Applying a function to multiple lists - r

I am doing research on U.S. Lobbying, who publishes their data as an open API that is very poorly integrated and only seems to allow 250 observations to be downloaded at one time. I would like to compile the whole data set into one data table but am struggling with the last step to do so. This is what I have thus far
base_url <- sample("https://lda.senate.gov/api/v1/contributions/?page=", 10, rep = TRUE) #Set the number between the commas as how many pages you want
numbers <- 1:10 #Set the second number as how many pages you want
pagesize <- sample("&page_size=250", 10, rep = TRUE) #Set the number between the commas as how many pages you want
pages <- data.frame(base_url, numbers, pagesize)
pages$numbers <- as.character(pages$numbers)
pages$url <- with(pages, paste0(base_url, numbers, pagesize)) # creates list of pages you want. the list is titled pages$url
for (i in 1:length(pages$url)) assign(pages$url[i], GET(pages$url[i])) # Creates all the base lists in need of extraction
The last two things I need to do are extract the data table from the created lists and then full join all of them. I know how to join all of them but extracting the data frames is proving to be challenging. basically, to all the created lists I need to apply the function fromJSON(rawToChar(list$content)). I have tried using lapply but have yet to figure it out. any help would be greatly welcomed!

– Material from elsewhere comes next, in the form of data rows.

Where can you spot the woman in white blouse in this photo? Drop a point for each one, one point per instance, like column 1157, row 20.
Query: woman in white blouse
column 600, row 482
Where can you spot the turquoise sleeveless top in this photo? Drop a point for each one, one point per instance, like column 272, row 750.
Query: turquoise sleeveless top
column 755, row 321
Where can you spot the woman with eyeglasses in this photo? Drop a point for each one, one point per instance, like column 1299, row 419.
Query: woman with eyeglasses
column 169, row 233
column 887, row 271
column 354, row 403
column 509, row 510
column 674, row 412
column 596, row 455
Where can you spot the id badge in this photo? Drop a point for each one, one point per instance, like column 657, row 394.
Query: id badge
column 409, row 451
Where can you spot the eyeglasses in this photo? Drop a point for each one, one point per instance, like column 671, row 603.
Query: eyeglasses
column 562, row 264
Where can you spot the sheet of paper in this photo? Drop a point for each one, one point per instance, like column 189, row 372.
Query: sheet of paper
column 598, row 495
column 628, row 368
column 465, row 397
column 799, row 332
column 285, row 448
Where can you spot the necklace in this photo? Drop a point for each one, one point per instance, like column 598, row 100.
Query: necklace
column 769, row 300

When you were assigning GET(pages$url[i])) to your data frame you were coercing it to a character vector. Better to assign it to a list and keep it as a response:
library(httr)
library(jsonlite)
library(dplyr) # for bind_rows
page_content <- list()
for (i in 1:length(pages$url)) page_content[[i]] <- GET(pages$url[i]) # Creates all the base lists in need of extraction
Then you can use the code you had written - fromJSON(rawToChar()) - to extract it from raw bytes to characters:
results_list <- lapply(
page_content,
\(page) fromJSON(rawToChar(page[["content"]]))["results"][[1]]
)
results_table <- do.call(bind_rows, results_list)
dim(results_table) # 2500 27
names(results_table)
# [1] "url" "filing_uuid" "filing_type" "filing_type_display" "filing_year"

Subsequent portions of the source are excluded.